Physical characteristics
- • location: Reniūnai, Ukmergė District Municipality
- Mouth: Obelis in Valkaičiai
- • coordinates: 55°16′11″N 24°08′05″E﻿ / ﻿55.2697°N 24.1348°E
- Length: 54 km (34 mi)
- Basin size: 245 km^{2} (95 sq mi)
- • average: 1.23 m³/s

Basin features
- Progression: Obelis→ Nevėžis→ Neman→ Baltic Sea
- • left: Srautas, Petrašiunka, Juodynė, Medukšna
- • right: Garanklė, Gramas

= Lankesa =

The Lankesa is a river in central Lithuania. It flows for 54 km and has a basin area of 245 km2. It is a left tributary of the Obelis.

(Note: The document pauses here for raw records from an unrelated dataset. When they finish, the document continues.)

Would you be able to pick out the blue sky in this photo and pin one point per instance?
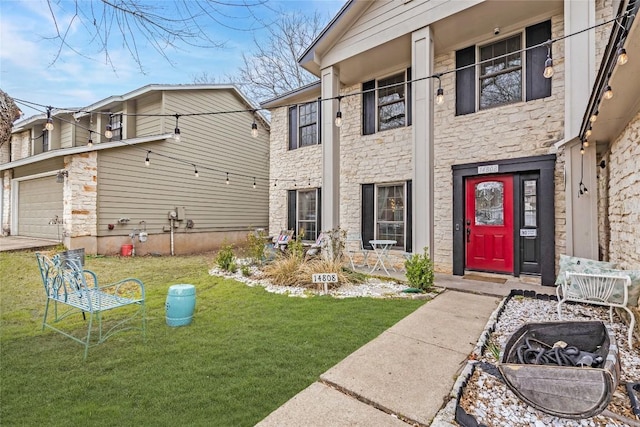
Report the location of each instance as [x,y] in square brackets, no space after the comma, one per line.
[73,81]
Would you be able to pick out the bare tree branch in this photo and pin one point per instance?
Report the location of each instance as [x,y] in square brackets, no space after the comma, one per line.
[163,25]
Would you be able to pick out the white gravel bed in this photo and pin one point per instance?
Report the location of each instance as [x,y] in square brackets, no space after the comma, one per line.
[373,288]
[492,403]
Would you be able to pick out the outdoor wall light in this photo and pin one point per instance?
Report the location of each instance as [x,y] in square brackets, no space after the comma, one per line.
[61,175]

It begins nearby Reniūnai village in Ukmergė District Municipality, then flows to the south west through Jonava District Municipality. After a confluence with the Medukšna it turns to the north west and runs through Kėdainiai District Municipality till it meets the Obelis in Valkaičiai.

After bigger rains it often overflows own course. It often dries out during summers and freezes up to the bottom during winters.

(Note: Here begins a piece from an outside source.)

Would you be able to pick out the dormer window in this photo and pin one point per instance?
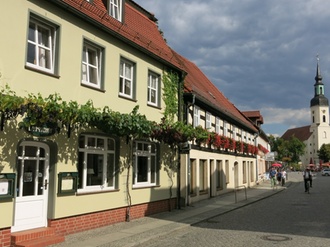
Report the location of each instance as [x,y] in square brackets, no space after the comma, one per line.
[115,9]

Gaižūnai, Pasraučiai, Martyniškis, Žeimių GS, Palankesiai, Žeimiai, Užkapiai, Vainiūnai, Stašaičiai settlements are located on the banks of the Lankesa. At its confluence with the Obelis the Stašaičiai hillfort stands.

The hydronym Lankesa derives either from Lithuanian word lanka ('flood-meadow'), or from lankas, lankstas ('bend, crook').